Una
donna nuda cammina di notte in mezzo alla provinciale che
collega Bari a Taranto. E' insanguinata, sembra allucinata. Chi è?
Perché è lì?
Lei
è Clara, bellissima, magnetica, figlia di una delle famiglie più
ricche e influenti di Bari. Clara è morta e il suo decesso verrà
fatto passare per suicidio. Come mai?
Ecco
un'altra domanda intrigante che si aggiunge alle
precedenti.
E'
l'incipit de "La Ferocia" di Nicola Lagioia che nel
2015 ha vinto il "Premio Strega"...
per
più di un quarto di libro (fino a pagina 120 circa) sembra di
leggere un'eterna introduzione, una serie infinita di presentazioni
di nuovi... che se avessi voluto leggere un libro di
racconti avrei letto... un libro di racconti, appunto!
Come
se non bastasse, finita l'introduzione, parte un interminabile
flashback d'amore fraterno fra Clara e Michele, uno dei suoi fratelli
minori, ma è subito chiaro che Michele
non sia molto stabile psicologicamente e che il rapporto con (quella
gnocca di) sua sorella Clara è morboso... quindi gran parte delle
pagine appaiono più che superflue.
Verso
la fine, però, (quando entra in scena il giornalista Danilo
Sangirardi) diventa quasi entusiasmante e il "quasi è
d'obbligo" perché poi il romanzo termina, per di più in un finale che lascia la storia sospesa.
(tipo
eiaculazione precoce dopo un esasperante corteggiamento).
Nicola
Lagioia scrive davvero bene... ma sembra una scrittura al limite dell'autocompiacimento:
ogni capitolo inizia senza specificare il protagonista, se
non un paio di decine di righe dopo,vezzo che alla lunga diventa piuttosto
irritante. (“Di chi cazzo starà parlando 'sta volta?!” ci
si chiede invece di apprezzare la lettura);
ci sono parecchie descrizioni prolisse (che forse piaceranno
molto a De Cataldo e a chi lo ha elogiato in quarta di copertina), e
che godono del nostro perdono se contenute ne "Il pendolo di
Focault" di Eco invece... Lagioia non è Eco e quindi "Sì ho capito Nicola sei molto bravo
nelle descrizioni... però taglia eh?!"
...ma
è pagina 79 (edizione Einaudi 2014 e 2016), dove Lagioia sembra dare
il meglio dell'autocompiacimento riuscendo a cambiare contesto e tempo narrativo senza che il lettore se ne accorga:
"(...)Dal
sedile di dietro il ragazzino puntava il vuoto con tanta intensità
che Pascucci ebbe paura di essere lui a non vedere qualcosa di
evidente. Sentì vibrare il telefonino. Ordinò il terzo Negroni nel
bar di via Crisanzio (…)"
queste tre righe iniziano in auto molti anni prima e finiscono nel presente narrativo, in un bar a cui, però, non si fa nessun riferimento in precedenza, così... all'improvviso!
...ma
Lagioia fa di meglio poche righe dopo, dove il tempo e lo
spazio cambiano ad ogni frase... che può essere anche
stilisticamente apprezzabile (ancor di più in una poesia) ma non
dopo che mi hai costretto a tornare a leggere le pagine precedenti per cercare un cazzo di bar col timore di non essere stato attento nella lettura (già noiosa di suo).
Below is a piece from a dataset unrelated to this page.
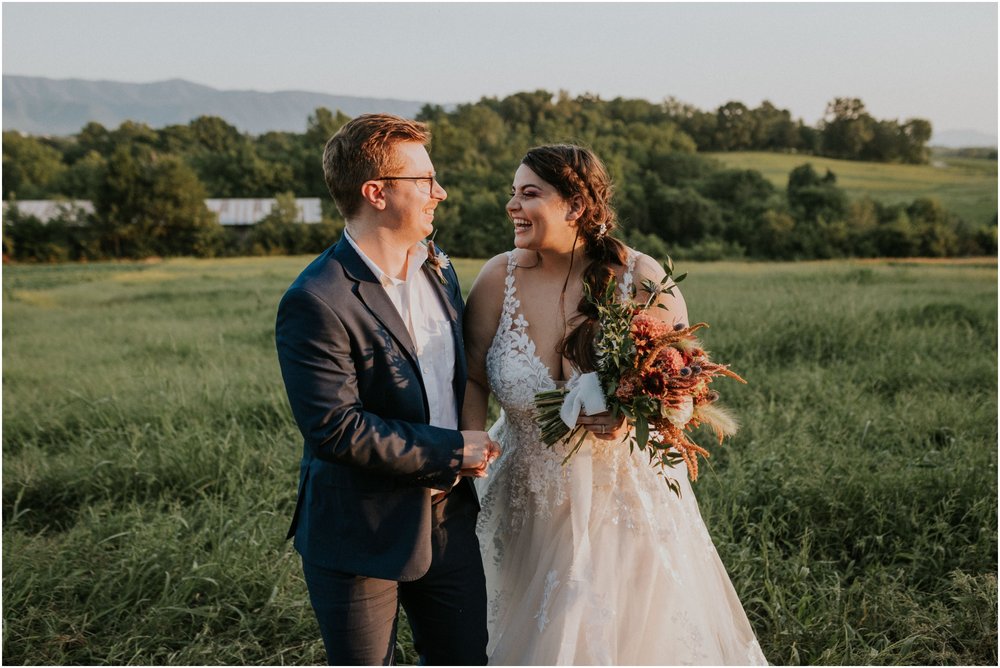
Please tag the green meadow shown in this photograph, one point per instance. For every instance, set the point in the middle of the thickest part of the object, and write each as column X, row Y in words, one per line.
column 150, row 461
column 965, row 186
Vincere premi comporta delle grandi responsabilità, crea aspettative e quindi è normale attendersi un libro entusiasmante invece, non me ne voglia lo scrittore barese, a metà libro più che "Lagioia" avevo "Lanoia di leggere",
e iniziavo a pormi il dubbio che al "Premio Strega" si fossero sbagliati oppure che, "Il Premio Strega", si assegni...
un tanto al chilo!
Come ogni libro che non mi piace io consiglio di leggerlo perché, al netto delle mie critiche, qualche spunto interessante permane e soprattutto per aver un confronto e per sapere se sono stato io a non averlo capito o averlo letto nel momento sbagliato.